President Joe Biden speaks in the State Dining Room of the White House, Saturday, Oct. 7, 2023, in Washington. AP
Biden said from the White House that he told Israeli Prime Minister Benjamin Netanyahu that the United States “stands with the people of Israel" adding that "Israel has the right to defend itself and its people, full stop."
The president also warned Israeli’s enemies that “this is not a moment for any party hostile to Israel to exploit these attacks to seek advantage. The world is watching.”
Biden said he would keep in close touch with Netanyahu, and had called Jordan’s King Abdullah II and members of Congress to discuss the situation.
Secretary of State Antony Blinken was at the White House for meetings and spoke to Israel’s president and foreign minister, while Defense Secretary Lloyd Austin spoke with Israel’s defense minister. The Pentagon chief said the U.S. was committed to helping Israel with its defense needs.
Hamas’ unprecedented incursion, which Biden noted came not long after Yom Kippur, the holiest day of the Jewish calendar, was the deadliest attack in Israel in years and was threatening to spiral into a broader conflict. Israel retaliated with airstrikes in Gaza. “We are at war,” Netanyahu said.
Biden referring to Israel stressed "We will not ever fail to have their back. We’ll make sure that they have the help their citizens need and they can continue to defend themselves."
The hostilities dealt a significant blow to U.S. efforts to expand the Arab-Israeli Abraham Accords normalization agreements, not only with Saudi Arabia, which has commanded most of the public attention, but also with smaller Arab states.

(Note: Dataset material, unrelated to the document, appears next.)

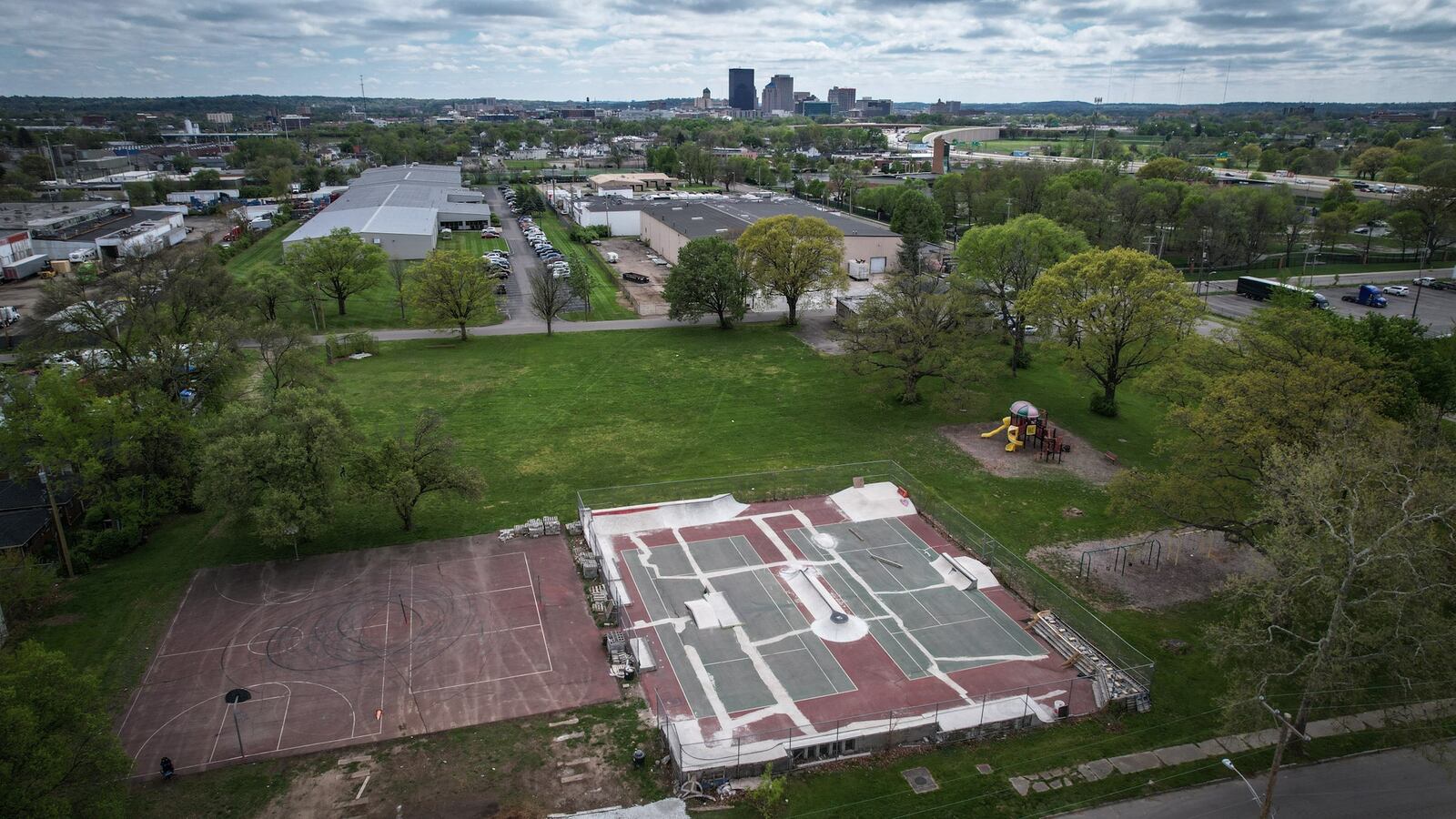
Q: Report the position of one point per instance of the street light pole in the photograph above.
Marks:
(1229, 765)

U.S. officials say they intend to press ahead but acknowledge efforts are unlikely to bear fruit while there is an active conflict between Israel and the Palestinians.
Blinken had been planning a trip to the Middle East, with stops in Israel and Saudi Arabia, later this month, but those plans are now on hold, according to multiple U.S. officials who spoke on condition of anonymity to discuss internal administration deliberations.
In the immediate term, these officials said the U.S. would work with Egypt, Jordan, Saudi Arabia and the United Arab Emirates, among Arab partners in the region, to try to deescalate the situation. But given the scale of the Hamas attacks and Israel’s military response, the officials said they were not optimistic about any short-term solution.